Una Palabra a Tiempo (1907)

This is a piece from 1907, from a page of The Silliman Truth [the March 15 issue] — which in the 1900s served not just as campus paper for what was then Silliman Institute but also a community newspaper [one of the first in the province] and a Protestant missionary publication. This page contains what I think is an unsigned short story in Spanish titled “Una Palabra a Tiempo,” probably the first one published in the province. The Silliman Truth, however, was first published in 1903, predating The Filipino Student Magazine by two years. (That magazine is supposedly the first publication in English by Filipinos). Alas, we don’t have copies of the Silliman Truth from that year anymore, but if we do come across any — and if it contains any literary work in the new colonial language — we can effectively rewrite the history of Philippine literature in English.

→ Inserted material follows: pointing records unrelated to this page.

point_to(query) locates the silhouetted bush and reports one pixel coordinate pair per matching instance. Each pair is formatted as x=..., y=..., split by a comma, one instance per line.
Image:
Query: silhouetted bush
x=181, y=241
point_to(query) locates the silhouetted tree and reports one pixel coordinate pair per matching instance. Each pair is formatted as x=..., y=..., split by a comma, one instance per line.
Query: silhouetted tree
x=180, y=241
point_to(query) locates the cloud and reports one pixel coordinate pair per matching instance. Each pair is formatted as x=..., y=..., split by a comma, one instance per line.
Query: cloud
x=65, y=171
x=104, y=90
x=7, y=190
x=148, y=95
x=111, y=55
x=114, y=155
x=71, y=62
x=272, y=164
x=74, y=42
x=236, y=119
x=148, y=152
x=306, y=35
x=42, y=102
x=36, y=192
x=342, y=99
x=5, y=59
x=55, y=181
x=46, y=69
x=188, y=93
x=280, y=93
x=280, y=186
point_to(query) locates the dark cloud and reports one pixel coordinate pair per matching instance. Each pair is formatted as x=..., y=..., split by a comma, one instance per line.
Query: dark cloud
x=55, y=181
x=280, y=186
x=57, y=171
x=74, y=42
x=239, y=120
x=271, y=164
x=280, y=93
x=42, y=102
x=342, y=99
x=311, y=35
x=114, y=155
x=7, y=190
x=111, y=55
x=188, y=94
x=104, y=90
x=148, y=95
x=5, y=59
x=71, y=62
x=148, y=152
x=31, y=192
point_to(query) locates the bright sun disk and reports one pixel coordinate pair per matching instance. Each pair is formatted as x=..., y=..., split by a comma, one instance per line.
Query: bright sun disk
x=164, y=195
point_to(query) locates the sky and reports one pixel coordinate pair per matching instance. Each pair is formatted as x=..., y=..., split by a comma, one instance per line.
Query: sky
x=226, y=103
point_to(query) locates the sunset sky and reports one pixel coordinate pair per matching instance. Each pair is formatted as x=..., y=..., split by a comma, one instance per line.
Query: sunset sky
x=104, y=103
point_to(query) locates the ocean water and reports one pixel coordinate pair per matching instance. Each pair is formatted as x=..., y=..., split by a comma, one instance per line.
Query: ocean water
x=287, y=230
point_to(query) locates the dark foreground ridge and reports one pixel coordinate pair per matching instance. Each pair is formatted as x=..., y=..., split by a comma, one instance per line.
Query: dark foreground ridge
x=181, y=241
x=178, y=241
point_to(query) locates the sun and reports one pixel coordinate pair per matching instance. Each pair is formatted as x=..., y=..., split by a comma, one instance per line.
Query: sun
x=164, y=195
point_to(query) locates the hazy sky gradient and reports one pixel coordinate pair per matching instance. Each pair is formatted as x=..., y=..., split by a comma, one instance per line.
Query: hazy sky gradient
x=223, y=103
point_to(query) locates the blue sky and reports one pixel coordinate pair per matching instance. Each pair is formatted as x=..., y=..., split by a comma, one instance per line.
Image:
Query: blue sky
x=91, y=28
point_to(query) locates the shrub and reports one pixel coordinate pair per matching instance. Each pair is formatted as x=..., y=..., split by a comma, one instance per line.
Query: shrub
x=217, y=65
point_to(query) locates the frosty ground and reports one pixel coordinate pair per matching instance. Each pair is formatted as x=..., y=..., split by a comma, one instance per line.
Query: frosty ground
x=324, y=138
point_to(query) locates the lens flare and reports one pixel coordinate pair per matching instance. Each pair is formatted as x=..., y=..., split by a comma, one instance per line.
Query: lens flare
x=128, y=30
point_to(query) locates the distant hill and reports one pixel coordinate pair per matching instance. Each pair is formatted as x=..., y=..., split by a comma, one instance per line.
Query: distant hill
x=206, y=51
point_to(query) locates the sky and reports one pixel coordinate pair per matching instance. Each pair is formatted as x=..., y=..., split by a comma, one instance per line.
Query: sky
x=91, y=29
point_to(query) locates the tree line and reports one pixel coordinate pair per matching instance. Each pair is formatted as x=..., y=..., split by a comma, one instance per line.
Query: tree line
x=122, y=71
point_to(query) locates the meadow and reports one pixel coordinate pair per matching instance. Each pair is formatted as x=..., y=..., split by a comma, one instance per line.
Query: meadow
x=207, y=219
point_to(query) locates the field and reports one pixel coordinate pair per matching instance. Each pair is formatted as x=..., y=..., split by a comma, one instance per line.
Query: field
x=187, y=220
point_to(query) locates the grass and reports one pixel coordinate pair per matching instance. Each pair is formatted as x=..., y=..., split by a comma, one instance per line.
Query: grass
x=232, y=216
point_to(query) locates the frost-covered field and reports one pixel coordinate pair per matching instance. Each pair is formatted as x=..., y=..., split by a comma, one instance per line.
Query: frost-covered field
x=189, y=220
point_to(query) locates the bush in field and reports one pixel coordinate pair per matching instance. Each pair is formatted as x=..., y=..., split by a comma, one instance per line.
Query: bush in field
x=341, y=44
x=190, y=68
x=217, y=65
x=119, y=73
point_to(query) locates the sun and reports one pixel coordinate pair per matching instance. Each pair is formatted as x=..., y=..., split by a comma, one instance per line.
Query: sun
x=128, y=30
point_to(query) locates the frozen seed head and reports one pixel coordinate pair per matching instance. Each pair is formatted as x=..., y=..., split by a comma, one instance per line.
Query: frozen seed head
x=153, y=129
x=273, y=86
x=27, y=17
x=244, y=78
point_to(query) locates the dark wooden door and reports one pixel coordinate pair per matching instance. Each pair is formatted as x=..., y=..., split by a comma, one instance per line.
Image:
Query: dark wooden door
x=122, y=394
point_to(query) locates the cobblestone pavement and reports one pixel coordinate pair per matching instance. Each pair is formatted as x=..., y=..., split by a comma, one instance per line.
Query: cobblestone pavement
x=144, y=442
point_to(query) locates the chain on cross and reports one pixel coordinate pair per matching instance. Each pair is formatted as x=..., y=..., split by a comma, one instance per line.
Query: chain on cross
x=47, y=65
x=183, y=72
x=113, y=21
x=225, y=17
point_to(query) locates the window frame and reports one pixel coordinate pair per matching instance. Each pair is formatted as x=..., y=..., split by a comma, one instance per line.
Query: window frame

I did a rough translation of “Una Palabra a Tiempo” from the Spanish, and it turns out to be a precious fable about a country doctor who encounters a drunk on the road at night, and the drunk accosts him to ask if there is any cure at all to his condition. To which the doctor replied: “I cannot help you.” But suggests that there is one other doctor who can: Jesus Christ. Days later, he finds the drunk quite sober and thankful for his godly advice. Now that’s pure literature of proselytisation! The school paper, after all, was very much a missionary publication. It got me thinking though: so many of the early essays published between 1903–1908 in Dumaguete were about the perils and evils of drunkenness. Soooo many. Was Dumaguete awash in tubà and other types of alcohol at the turn of the 20th century?